Sunday, February 3, 2013

“Come to me, all you who labor and are burdened, and I will give you rest.  Take my yoke upon you and learn from me, for I am meek and humble of heart; and you will find rest for your selves.  For my yoke is easy, and my burden light.”  Matthew 11:28-30

This verse was on my mind as I was trying to go to sleep last night.  How?  How do I give this burden to the Lord?  Am I supposed to find this easy?  If I had more faith..?  

My experience of being Christian has usually aligned more with C.S. Lewis:
“I didn't go to religion to make me happy. I always knew a bottle of Port would do that. If you want a religion to make you feel really comfortable, I certainly don’t recommend Christianity.”
Except that Port is not my beverage of choice.  

I have thought about how to find joy in suffering.  I was moved reading about perfect joy in the Little Flowers of St. Francis a long time ago.  It makes sense to me that in our suffering we can come closer to our Lord in a very real way- and in that there is a joy to be found which supersedes any anywhere else.  

But none of that is easy.  What is this easy yoke?  

It is not easy to worry about a sick baby.  It is not easy to string all the various parts of our lives into coherence.   I worry about a lot!

I worry about my baby who spends more than her share of time in the hospital.  I worry about the effect this separation will have on her older sister.  I worry about meeting Lily's emotional, spiritual and academic needs.  I worry about bills.  

I am about halfway through my third pregnancy, and I worry!  How will I balance hospitalizations with a newborn?  How often are we going to have to do this?  This was only supposed to be three of four days and we are coming up on three weeks!  I have to get home to get ready.  I don't even know what I need yet.  I have bins of baby clothes, but they are not sorted.  I have a car sear, but at some point I will have to look up whether or not it has expired.  We cannot fit a third car seat in our car.  

I know that no one worries about all the rules for pregnancy after the first.  (I tell myself that anyway.)  But I am so far away from the rules...  I worry.  Eat every four hours?  I ate two meals today.  One real meal and a granola bar.  When I am home I am better, but here I barely give eating a thought.  I only brought one week's supply of prenatal vitamins to the hospital, and I keep forgetting to ask for more.  My blood pressure has been bordering on high for the past few visits- between the coffee and the stress this cannot be good.  So I worry.  

And then I feel like I am doing something wrong if I admit that I don't have it all together.  I was so nervous the other day when I thought Sarah was going to be re-intubated, I got sick.  It did not occur to me until the next day to tell anyone that I was nervous.  

It is not easy.  Is it supposed to be easy?

I cannot imagine that I am supposed to set aside my fears and my worries.  Can I give them to God?  I am working on it.  I know that when I have prayed for peace, I have felt peace- in spite of all my worries.
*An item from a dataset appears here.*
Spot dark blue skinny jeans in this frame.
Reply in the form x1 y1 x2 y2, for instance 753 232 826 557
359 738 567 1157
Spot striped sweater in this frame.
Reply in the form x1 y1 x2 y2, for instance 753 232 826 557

Where is the line is between trusting in the Lord to provide and making sensible choices for myself and my family?  

There isn't a line.  When we are listening to God and following His plan, we can simply trust.  He does care about the little things- all of them.  What is the light burden?  It certainly is not a promise that nothing will go wrong and life will go smoothly.  I think the key is in the middle of the verse.  "...learn from me, for I am meek and humble of heart..."  Learn from Him.

It is not a matter of setting aside things that you cannot set aside, like the pain of loving someone in pain or the necessity of finding ways to provide.  It is not a matter of choosing to be positive in the face of difficulty.  It is not a matter of anything we do or don't do at all.  

The rest offered is found in humility.  Giving God our troubles does not mean that they go away.  It means that He will show us how to face them.  When it is hard, He will lead and lift and love.  It is hard when we take hold in arrogance, when we claim the battle which we have no hope of winning.  When we face the same battle as the footman, not the leader, it is easier.  Especially when the leader is an all-loving, all-powerful God.  

I do not know what the next few years will hold.  I do not know what the next few days will hold.  

The easy yoke is not a promise that life will be easy.  It is a promise that God will carry me.  When we talk about laying our burdens at the foot of the cross, we cannot imagine that they will disappear.  Through the power of God's love for us, our burdens unite us to His Son.  He has the strength, and we have Him.  With humbled hearts, our burdens take shape as road signs on the narrow path toward God.  

And, maybe we can have a little Port along the way.